Attention! La castration peut rendre agressif

Car notre charité chrétienne ne doit pas nous inciter à banaliser la barbarie presque quotidienne qui inonde l'actualité : Molex, Continental, France Télécom, Total, le paquet fiscal, les bonus, les retraites chapeaux, les aides aux banques, l'augmentation du forfait hospitalier, les suppressions de postes à l'éducation nationale, la privatisation de la poste, la guerre à Calais, les suicides en prison....on pourrait égréner sans fin le chapelet de la violence sociale, du viol des acquis, de la torture des salariés. Le gang des barbares agit en toute impunité.

L'exception Serge Dassault : impuissant et néanmoins dangereux

Pour le sensible Frédéric Lefebvre, c'est le 24ème mort chez France Télécom qui a fait déborder la fosse commune. Selon lui, plusieurs questions méritent d'être soulevées à propos de Didier Lombard : "Pointait-il régulièrement auprès des forces de sécurité et était-il soumis à un contrôle depuis sa remise en liberté à la fin de sa peine ? Etait-il soigné ? Toute la lumière doit être faite sur l'application des mesures de suivi des criminels dans l'affaire de France Télécom.

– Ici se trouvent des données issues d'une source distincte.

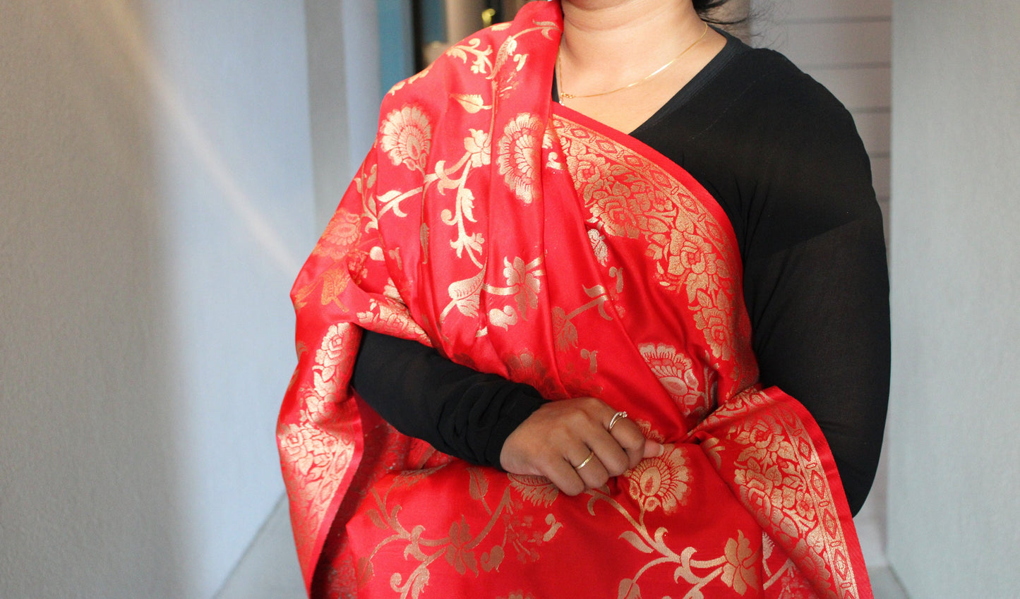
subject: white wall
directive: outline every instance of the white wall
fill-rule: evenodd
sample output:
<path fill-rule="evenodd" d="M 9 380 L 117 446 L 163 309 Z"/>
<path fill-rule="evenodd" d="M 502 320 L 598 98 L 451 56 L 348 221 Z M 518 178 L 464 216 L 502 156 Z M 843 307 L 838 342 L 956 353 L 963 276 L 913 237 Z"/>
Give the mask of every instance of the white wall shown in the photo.
<path fill-rule="evenodd" d="M 0 597 L 211 597 L 278 498 L 304 28 L 0 0 Z"/>
<path fill-rule="evenodd" d="M 889 561 L 915 598 L 1013 598 L 1020 4 L 892 20 Z"/>
<path fill-rule="evenodd" d="M 316 230 L 325 228 L 375 139 L 379 39 L 376 3 L 305 0 Z"/>

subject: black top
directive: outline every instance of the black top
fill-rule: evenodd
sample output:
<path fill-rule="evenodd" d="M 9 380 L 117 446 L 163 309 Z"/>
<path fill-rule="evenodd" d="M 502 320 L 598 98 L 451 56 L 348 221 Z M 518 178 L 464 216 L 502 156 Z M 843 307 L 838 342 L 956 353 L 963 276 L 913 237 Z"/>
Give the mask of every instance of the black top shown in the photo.
<path fill-rule="evenodd" d="M 889 312 L 882 219 L 850 113 L 782 55 L 728 37 L 630 134 L 682 166 L 729 217 L 761 382 L 818 421 L 856 513 L 881 447 Z M 497 468 L 507 436 L 545 401 L 528 385 L 371 332 L 352 385 L 401 432 Z"/>

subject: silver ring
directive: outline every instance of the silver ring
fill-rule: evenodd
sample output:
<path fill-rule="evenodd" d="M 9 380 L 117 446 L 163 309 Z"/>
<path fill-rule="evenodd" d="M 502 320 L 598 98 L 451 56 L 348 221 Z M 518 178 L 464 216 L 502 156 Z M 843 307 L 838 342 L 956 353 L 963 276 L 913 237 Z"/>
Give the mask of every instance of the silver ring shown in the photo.
<path fill-rule="evenodd" d="M 589 461 L 592 461 L 593 457 L 595 457 L 595 451 L 589 451 L 588 452 L 588 457 L 584 458 L 584 461 L 582 461 L 582 462 L 578 464 L 577 466 L 575 466 L 574 470 L 580 470 L 580 469 L 584 468 L 585 466 L 588 466 Z"/>
<path fill-rule="evenodd" d="M 616 414 L 613 415 L 612 420 L 609 421 L 609 428 L 606 429 L 606 430 L 609 431 L 610 433 L 613 432 L 613 427 L 616 426 L 616 423 L 620 419 L 623 419 L 623 418 L 626 418 L 626 417 L 627 417 L 627 413 L 626 412 L 617 412 Z"/>

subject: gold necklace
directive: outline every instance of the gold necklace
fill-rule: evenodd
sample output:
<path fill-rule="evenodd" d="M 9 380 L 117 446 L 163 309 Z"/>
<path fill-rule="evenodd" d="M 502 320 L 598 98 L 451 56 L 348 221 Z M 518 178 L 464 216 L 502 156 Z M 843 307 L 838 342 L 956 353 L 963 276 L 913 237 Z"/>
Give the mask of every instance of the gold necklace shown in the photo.
<path fill-rule="evenodd" d="M 705 30 L 702 32 L 702 35 L 699 36 L 698 39 L 694 41 L 693 44 L 691 44 L 690 46 L 687 46 L 686 48 L 684 48 L 683 52 L 680 52 L 679 54 L 677 54 L 676 58 L 670 60 L 666 64 L 663 64 L 659 68 L 655 69 L 655 71 L 652 72 L 652 74 L 645 76 L 645 78 L 638 79 L 636 81 L 634 81 L 632 84 L 627 84 L 626 86 L 623 86 L 622 88 L 616 88 L 615 90 L 610 90 L 608 92 L 599 92 L 598 94 L 584 94 L 584 95 L 579 95 L 578 96 L 578 95 L 574 95 L 574 94 L 567 94 L 566 92 L 564 92 L 563 91 L 563 77 L 560 76 L 560 54 L 557 53 L 556 54 L 556 94 L 557 94 L 557 96 L 559 96 L 560 100 L 572 100 L 574 98 L 595 98 L 596 96 L 607 96 L 609 94 L 615 94 L 616 92 L 622 92 L 623 90 L 629 90 L 630 88 L 632 88 L 634 86 L 640 86 L 640 85 L 644 84 L 645 81 L 649 80 L 650 78 L 654 77 L 655 75 L 657 75 L 660 72 L 662 72 L 662 71 L 666 70 L 667 68 L 669 68 L 670 65 L 672 65 L 674 62 L 676 62 L 677 60 L 679 60 L 681 56 L 683 56 L 684 54 L 686 54 L 687 50 L 691 50 L 692 48 L 694 48 L 695 46 L 697 46 L 699 42 L 701 42 L 702 40 L 704 40 L 706 35 L 708 35 L 708 23 L 705 23 Z"/>

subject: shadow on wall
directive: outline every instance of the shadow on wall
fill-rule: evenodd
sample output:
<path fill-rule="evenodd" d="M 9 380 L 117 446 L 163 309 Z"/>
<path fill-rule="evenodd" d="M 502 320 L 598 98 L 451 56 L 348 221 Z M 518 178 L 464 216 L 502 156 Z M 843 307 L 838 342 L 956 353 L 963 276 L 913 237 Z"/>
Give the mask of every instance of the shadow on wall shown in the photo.
<path fill-rule="evenodd" d="M 0 10 L 0 596 L 184 596 L 153 109 L 62 4 Z"/>
<path fill-rule="evenodd" d="M 211 597 L 283 491 L 303 9 L 0 15 L 0 597 Z"/>

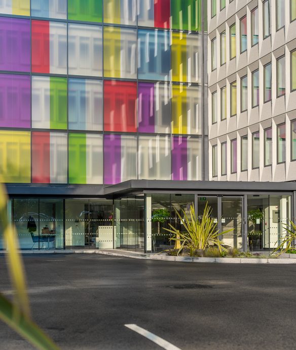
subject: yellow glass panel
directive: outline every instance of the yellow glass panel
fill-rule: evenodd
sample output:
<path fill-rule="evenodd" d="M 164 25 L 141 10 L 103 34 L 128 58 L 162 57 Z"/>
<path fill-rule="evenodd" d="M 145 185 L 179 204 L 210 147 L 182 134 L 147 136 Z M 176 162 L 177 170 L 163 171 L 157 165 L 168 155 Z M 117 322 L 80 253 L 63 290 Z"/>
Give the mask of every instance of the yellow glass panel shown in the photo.
<path fill-rule="evenodd" d="M 4 182 L 31 182 L 30 132 L 0 131 L 0 174 Z"/>
<path fill-rule="evenodd" d="M 120 0 L 104 0 L 104 22 L 120 24 Z"/>
<path fill-rule="evenodd" d="M 30 0 L 13 0 L 12 14 L 29 16 Z"/>
<path fill-rule="evenodd" d="M 104 76 L 121 78 L 120 28 L 104 27 Z"/>
<path fill-rule="evenodd" d="M 173 81 L 187 81 L 187 35 L 173 33 L 172 40 L 172 74 Z"/>
<path fill-rule="evenodd" d="M 172 90 L 172 133 L 187 134 L 187 86 L 173 85 Z"/>

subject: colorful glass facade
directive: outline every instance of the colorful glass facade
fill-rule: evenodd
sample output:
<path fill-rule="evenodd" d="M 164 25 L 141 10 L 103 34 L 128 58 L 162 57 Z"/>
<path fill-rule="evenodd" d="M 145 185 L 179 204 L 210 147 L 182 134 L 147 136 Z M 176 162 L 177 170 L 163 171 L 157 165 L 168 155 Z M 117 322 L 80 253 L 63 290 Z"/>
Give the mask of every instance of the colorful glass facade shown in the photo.
<path fill-rule="evenodd" d="M 5 182 L 202 179 L 201 1 L 5 4 Z"/>

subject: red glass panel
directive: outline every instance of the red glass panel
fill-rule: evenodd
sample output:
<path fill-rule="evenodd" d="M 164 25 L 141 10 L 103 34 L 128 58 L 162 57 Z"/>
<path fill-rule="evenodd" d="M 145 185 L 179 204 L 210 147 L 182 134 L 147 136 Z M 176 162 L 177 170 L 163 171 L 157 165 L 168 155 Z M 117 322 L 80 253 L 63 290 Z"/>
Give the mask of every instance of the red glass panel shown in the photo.
<path fill-rule="evenodd" d="M 49 21 L 32 20 L 32 71 L 49 73 Z"/>
<path fill-rule="evenodd" d="M 49 132 L 32 133 L 32 181 L 50 182 L 50 136 Z"/>
<path fill-rule="evenodd" d="M 105 131 L 137 131 L 137 83 L 104 81 L 104 129 Z"/>

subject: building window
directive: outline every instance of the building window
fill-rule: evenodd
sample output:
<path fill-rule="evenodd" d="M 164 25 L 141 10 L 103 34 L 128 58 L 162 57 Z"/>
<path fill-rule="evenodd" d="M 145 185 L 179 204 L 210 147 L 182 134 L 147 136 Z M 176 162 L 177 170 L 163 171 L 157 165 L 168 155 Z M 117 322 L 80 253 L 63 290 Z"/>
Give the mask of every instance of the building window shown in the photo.
<path fill-rule="evenodd" d="M 226 62 L 226 32 L 220 34 L 220 65 Z"/>
<path fill-rule="evenodd" d="M 217 68 L 217 43 L 216 38 L 211 41 L 211 51 L 212 52 L 212 71 Z"/>
<path fill-rule="evenodd" d="M 252 134 L 252 169 L 259 168 L 260 139 L 259 132 Z"/>
<path fill-rule="evenodd" d="M 211 16 L 213 17 L 217 13 L 217 0 L 211 0 Z"/>
<path fill-rule="evenodd" d="M 296 0 L 290 0 L 290 21 L 296 19 Z"/>
<path fill-rule="evenodd" d="M 258 8 L 251 12 L 251 23 L 252 28 L 252 46 L 258 43 L 259 38 L 259 23 L 258 18 Z"/>
<path fill-rule="evenodd" d="M 237 171 L 237 141 L 236 139 L 231 142 L 231 173 Z"/>
<path fill-rule="evenodd" d="M 277 128 L 277 163 L 286 161 L 286 125 L 281 124 Z"/>
<path fill-rule="evenodd" d="M 221 89 L 220 93 L 221 120 L 224 120 L 226 119 L 226 86 Z"/>
<path fill-rule="evenodd" d="M 271 63 L 269 63 L 263 68 L 264 75 L 264 102 L 271 100 Z"/>
<path fill-rule="evenodd" d="M 212 93 L 212 124 L 217 122 L 217 91 Z"/>
<path fill-rule="evenodd" d="M 236 56 L 236 33 L 235 30 L 235 23 L 229 28 L 230 43 L 230 59 L 234 58 Z"/>
<path fill-rule="evenodd" d="M 296 50 L 291 52 L 291 91 L 296 90 Z"/>
<path fill-rule="evenodd" d="M 277 97 L 286 93 L 286 79 L 285 71 L 285 56 L 283 56 L 276 61 Z"/>
<path fill-rule="evenodd" d="M 291 160 L 296 160 L 296 119 L 291 122 L 291 140 L 292 140 Z"/>
<path fill-rule="evenodd" d="M 270 35 L 270 7 L 269 0 L 263 3 L 263 39 Z"/>
<path fill-rule="evenodd" d="M 264 166 L 271 165 L 272 162 L 272 130 L 269 128 L 264 130 Z"/>
<path fill-rule="evenodd" d="M 259 105 L 259 71 L 252 73 L 252 108 Z"/>
<path fill-rule="evenodd" d="M 218 176 L 218 151 L 217 145 L 212 147 L 212 170 L 213 177 Z"/>
<path fill-rule="evenodd" d="M 241 171 L 248 169 L 248 136 L 241 137 Z"/>
<path fill-rule="evenodd" d="M 247 49 L 247 16 L 241 18 L 240 26 L 240 52 L 243 52 Z"/>
<path fill-rule="evenodd" d="M 230 115 L 236 114 L 236 81 L 230 84 Z"/>
<path fill-rule="evenodd" d="M 246 75 L 241 79 L 241 112 L 248 108 L 248 77 Z"/>
<path fill-rule="evenodd" d="M 227 158 L 227 143 L 223 142 L 221 144 L 221 175 L 226 175 Z"/>
<path fill-rule="evenodd" d="M 278 30 L 285 25 L 285 2 L 286 0 L 276 0 L 276 30 Z"/>

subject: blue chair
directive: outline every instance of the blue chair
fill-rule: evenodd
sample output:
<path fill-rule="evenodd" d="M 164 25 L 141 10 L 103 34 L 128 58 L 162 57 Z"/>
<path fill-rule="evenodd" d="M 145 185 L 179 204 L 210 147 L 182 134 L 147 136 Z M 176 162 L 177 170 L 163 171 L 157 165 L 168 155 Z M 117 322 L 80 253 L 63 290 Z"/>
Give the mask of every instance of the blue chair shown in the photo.
<path fill-rule="evenodd" d="M 55 235 L 44 235 L 39 237 L 38 236 L 34 236 L 33 232 L 30 232 L 31 237 L 32 237 L 32 240 L 33 241 L 33 245 L 32 246 L 31 249 L 33 250 L 33 247 L 35 245 L 35 243 L 38 243 L 39 242 L 42 243 L 42 248 L 43 248 L 43 244 L 45 243 L 47 243 L 49 246 L 49 242 L 51 242 L 52 244 L 52 247 L 53 248 L 53 242 L 55 239 Z"/>

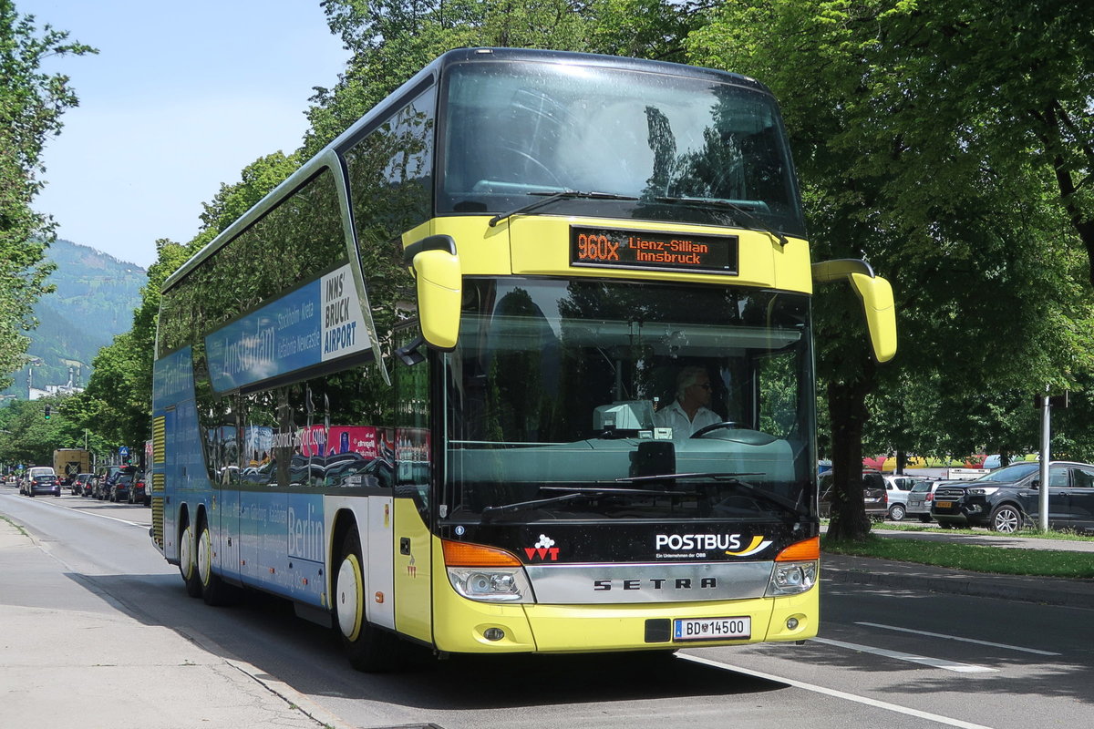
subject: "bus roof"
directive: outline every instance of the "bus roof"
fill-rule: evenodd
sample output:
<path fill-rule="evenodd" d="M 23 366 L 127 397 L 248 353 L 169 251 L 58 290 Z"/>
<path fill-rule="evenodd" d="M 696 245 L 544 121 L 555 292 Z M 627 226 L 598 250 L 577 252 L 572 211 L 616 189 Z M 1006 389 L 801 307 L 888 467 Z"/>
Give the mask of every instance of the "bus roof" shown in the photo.
<path fill-rule="evenodd" d="M 403 105 L 409 97 L 419 94 L 424 89 L 437 83 L 440 75 L 447 67 L 468 62 L 519 62 L 535 61 L 539 63 L 559 64 L 582 64 L 601 68 L 613 68 L 628 71 L 641 71 L 647 73 L 663 73 L 667 75 L 680 75 L 697 79 L 709 79 L 720 83 L 732 83 L 734 85 L 748 87 L 757 93 L 771 95 L 770 90 L 759 81 L 749 77 L 728 71 L 718 71 L 698 66 L 686 66 L 683 63 L 672 63 L 668 61 L 653 61 L 639 58 L 627 58 L 622 56 L 602 56 L 596 54 L 580 54 L 562 50 L 543 50 L 536 48 L 457 48 L 450 50 L 435 58 L 426 68 L 416 73 L 398 89 L 388 94 L 382 102 L 369 109 L 364 116 L 354 121 L 348 129 L 339 134 L 333 142 L 324 146 L 312 158 L 304 162 L 299 169 L 291 174 L 284 181 L 266 193 L 261 200 L 256 202 L 247 212 L 222 231 L 216 238 L 210 240 L 201 250 L 196 252 L 189 260 L 181 266 L 174 273 L 167 277 L 163 283 L 163 291 L 170 290 L 184 279 L 190 271 L 200 266 L 201 261 L 209 258 L 224 244 L 237 236 L 251 226 L 257 219 L 261 217 L 277 201 L 291 195 L 298 188 L 307 183 L 324 167 L 337 168 L 340 153 L 352 146 L 360 138 L 372 131 L 372 125 L 376 119 L 386 118 L 393 106 Z"/>

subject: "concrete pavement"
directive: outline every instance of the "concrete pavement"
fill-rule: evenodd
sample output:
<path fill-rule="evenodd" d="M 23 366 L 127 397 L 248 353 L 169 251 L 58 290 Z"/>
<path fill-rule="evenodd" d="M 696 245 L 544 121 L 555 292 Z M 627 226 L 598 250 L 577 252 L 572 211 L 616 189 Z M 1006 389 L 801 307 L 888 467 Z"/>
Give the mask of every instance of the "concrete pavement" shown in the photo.
<path fill-rule="evenodd" d="M 1037 545 L 1041 549 L 1087 551 L 1094 558 L 1091 542 L 1038 541 L 1047 542 Z M 1094 607 L 1094 580 L 984 575 L 830 554 L 823 555 L 822 577 Z M 34 589 L 18 591 L 13 585 Z M 130 616 L 0 518 L 0 727 L 347 729 L 307 696 L 225 655 L 218 646 Z"/>
<path fill-rule="evenodd" d="M 143 624 L 65 573 L 0 518 L 0 727 L 346 727 L 254 666 Z M 9 580 L 33 580 L 34 597 Z"/>

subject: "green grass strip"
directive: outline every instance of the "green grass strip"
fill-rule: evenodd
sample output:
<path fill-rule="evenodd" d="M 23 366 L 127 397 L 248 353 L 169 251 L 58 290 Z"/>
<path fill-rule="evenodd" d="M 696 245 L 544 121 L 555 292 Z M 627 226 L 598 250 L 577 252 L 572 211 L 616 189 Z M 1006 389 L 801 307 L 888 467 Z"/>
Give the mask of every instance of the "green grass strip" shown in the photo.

Pourquoi ce criminel qui vient de récidiver a-t-il été autorisé à vivre à 100 mètres du domicile de sa précédente victime ?" Il en effet curieux de laisser en liberté le coupable de 24 assassinats.

Au MEDEF, on prend très au sérieux les menaces du gouvernement

La classe politique et notamment le PS semble divisée sur cette question. Ségolène Royal par exemple, a clairement laissé entendre qu'elle n'avait rien contre : "Cela existe dans certains pays. Tout ce qui va dans le sens d'empêcher les prédateurs financiers de récidiver doit être proposé".

Les experts restent malgré tout perplexes face à la nécessité d'imposer cette castration : "Elle existe déjà mais sur la base du volontariat. Ces derniers temps, on a vu beaucoup de traders nous demander de leur couper les bourses pour se désintoxiquer. Il est évident que réduire la production de testostérone empêchera ces grands criminels d'avoir des pulsions, de vouloir toujours plus d'argent, toujours plus de pouvoir. Mais elle doit s'intégrer dans une prise en charge psychologique globale".
Et un changement de société brutal.

"Mademoiselle, vous pouvez sortir les briques s'il vous plaît. Monsieur Lombard est arrivé pour son traitement"

Car au delà de ces bêtes sauvages assoiffées de stock options, il faut bien reconnaître que le législateur français a très longtemps fermé les yeux sur ces pratiques d'un autre âge. Et que la majorité UMP actuelle est à l'origine idéologique du laxisme et de l'impunité dans lesquels baignent ces délinquants. Alors faudra-t'il songer à couper la langue des députés UMP pour qu'ils arrêtent de raconter des conneries?